Рет қаралды 2,657
@TÜRBEDELİSİ Safer Dal Efendi İstanbul Eğrikapı’da dünyaya geldi. Babasının adı Sadık Ramazan Efendi Annesinin adı Ülker Hanımdır baba tarafından Emir Sultan soyundan Çanakkale şehidi bir babanın kızıdır. Safer Dal, II. Dünya Savaşı’nın olumsuz şartları yüzünden ortaokulu tamamlayamadı. Gençlik yıllarında babasından öğrendiği helvacılıkta ve muhtelif işlerde çalıştı. 1950’de askerden dönünce Haliç’teki Camialtı Tersanesi’nde işe başladı. Sonraki yıllarda Beyazıt’ta pastanecilik ve düğün salonu işletmeciliği yaptı. 1950’de Tophane’deki Kadirihane şeyhi Gavsi Efendi ve Kasımpaşa’daki Ayni Ali Baba Dergahı Kadiri-Rifai şeyhi Muhyiddin Ensari Efendi’nin sohbetlerine katıldı. İstanbul’un meşhur vaizlerinden Büyük Cemal Efendi’nin vaazlarını takip etti. İstanbul tekkeleri ve tasavvuf kültürü konusunda Cemalettin Server Revnakoğlu’ndan faydalandı, çalışmalarında kendisine yardımcı oldu. 1953’te bir mürşide bağlanma arzusu içinde iken şeyhülislam Mustafa Sabri Efendi’nin yeğeni Nakşibendiyye tarikatından Sabri Hoca kendisine Nureddin Cerrahi Asitanesi şeyhi İbrahim Fahreddin Efendi’yi tavsiye etti.
Osmanlı İstanbulu’nun sosyal hayatını ve görgüsünü Cumhuriyet Türkiyesi’ne taşıyan köprülerden biri olan Fahreddin Efendi’ye intisabı Safer Dal’ın hayatında bir dönüm noktası oldu. Onun vefatına kadar (1966) hizmetinde bulundu. Daha sonraki yılları Fahreddin Efendi’nin halifesi Muzaffer Ozak’ın yanına geçti. Tarikat ayin ve zikirlerini tanıtmak, konferanslar vermek amacıyla ilki 1978 yılında Rennes şehrinde düzenlenen kültür sanat festivaline katıldı. Ardından Amerika Birleşik Devletleri ile Almanya, İngiltere, Hollanda, Belçika gibi Avrupa ülkelerine yapılan seyahatlerde Muzaffer Ozak’a eşlik etti. 1967, 1974, 1976 ve 1980 yıllarındaki hac yolculuklarında onunla birlikte Kudüs, Bağdat, Şam, Kahire gibi şehirlerde Ehl-i beyt ve evliya türbe ve kabirlerini ziyaret etti. Buradaki alimler ve şeyhlerle tanışma fırsatı buldu.

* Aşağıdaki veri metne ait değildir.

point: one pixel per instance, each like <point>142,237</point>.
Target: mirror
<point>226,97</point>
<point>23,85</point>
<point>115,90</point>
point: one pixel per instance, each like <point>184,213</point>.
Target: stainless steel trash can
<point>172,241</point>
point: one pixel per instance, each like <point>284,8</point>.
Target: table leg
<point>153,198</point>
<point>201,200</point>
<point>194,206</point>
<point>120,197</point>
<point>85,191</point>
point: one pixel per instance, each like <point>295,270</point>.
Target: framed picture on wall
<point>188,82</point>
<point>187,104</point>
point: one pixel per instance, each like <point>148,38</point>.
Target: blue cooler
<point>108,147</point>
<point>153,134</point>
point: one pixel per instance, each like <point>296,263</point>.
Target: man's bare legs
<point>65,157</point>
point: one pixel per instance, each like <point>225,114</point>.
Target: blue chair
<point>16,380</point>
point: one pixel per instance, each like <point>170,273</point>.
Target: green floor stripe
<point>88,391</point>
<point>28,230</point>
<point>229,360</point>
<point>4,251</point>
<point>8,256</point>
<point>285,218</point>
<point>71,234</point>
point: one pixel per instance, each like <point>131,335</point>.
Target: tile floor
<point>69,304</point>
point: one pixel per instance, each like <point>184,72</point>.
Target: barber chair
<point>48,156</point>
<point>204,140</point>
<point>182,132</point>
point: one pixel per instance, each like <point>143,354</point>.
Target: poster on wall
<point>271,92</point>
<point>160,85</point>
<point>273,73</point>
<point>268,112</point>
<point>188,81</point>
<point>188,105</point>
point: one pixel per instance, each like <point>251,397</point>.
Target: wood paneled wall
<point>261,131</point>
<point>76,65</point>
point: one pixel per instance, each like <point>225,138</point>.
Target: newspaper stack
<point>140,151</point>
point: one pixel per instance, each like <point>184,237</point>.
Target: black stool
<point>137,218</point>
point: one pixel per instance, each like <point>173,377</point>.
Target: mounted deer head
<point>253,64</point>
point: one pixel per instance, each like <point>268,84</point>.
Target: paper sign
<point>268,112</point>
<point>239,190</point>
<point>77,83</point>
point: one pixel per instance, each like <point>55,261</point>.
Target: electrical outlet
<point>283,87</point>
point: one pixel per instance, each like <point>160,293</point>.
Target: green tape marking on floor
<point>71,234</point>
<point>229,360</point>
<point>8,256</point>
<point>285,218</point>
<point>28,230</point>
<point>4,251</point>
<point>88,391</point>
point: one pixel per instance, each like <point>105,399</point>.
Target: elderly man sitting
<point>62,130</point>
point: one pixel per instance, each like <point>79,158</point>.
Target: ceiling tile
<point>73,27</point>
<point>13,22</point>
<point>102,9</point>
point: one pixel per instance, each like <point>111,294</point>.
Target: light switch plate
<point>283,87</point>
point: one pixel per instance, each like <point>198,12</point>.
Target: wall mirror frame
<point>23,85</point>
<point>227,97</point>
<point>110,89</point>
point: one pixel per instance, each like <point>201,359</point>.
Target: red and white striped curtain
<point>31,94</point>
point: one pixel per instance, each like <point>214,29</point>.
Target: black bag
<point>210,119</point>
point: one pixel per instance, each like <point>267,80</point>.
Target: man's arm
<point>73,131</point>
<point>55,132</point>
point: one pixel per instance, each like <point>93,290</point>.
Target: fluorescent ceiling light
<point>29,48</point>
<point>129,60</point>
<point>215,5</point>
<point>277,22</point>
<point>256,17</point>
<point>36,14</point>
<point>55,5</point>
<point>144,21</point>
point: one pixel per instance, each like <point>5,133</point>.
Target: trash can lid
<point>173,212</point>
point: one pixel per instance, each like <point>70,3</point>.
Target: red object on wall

1985’te Muzaffer Ozak’ın vefatı üzerine Nureddin Cerrahi Tekkesi’nin yirminci türbedarı ve postnişini olarak irşad görevine başladı. Türk Tasavvuf Musikisi ve Folklorunu Araştırma ve Yaşatma Vakfı’nın başkanlığını üstlendi. Pazartesi ve perşembe akşamları meşk ve zikir icra eden, cumartesi akşamlarını sadece sohbete ayıran Safer Dal ayet ve hadislerin yorumu diye nitelediği evliya sözleri, nutukları ve menkıbelerinden örneklerle zenginleştirdiği sohbetlerinde tasavvufun en ince meselelerini sade bir dille anlattı. Sohbetlerindeki muhabbetli, zarif ve mütevazi tavrı yerli ve yabancı her kesimden pek çok kimsenin kendisine intisabını sağladı.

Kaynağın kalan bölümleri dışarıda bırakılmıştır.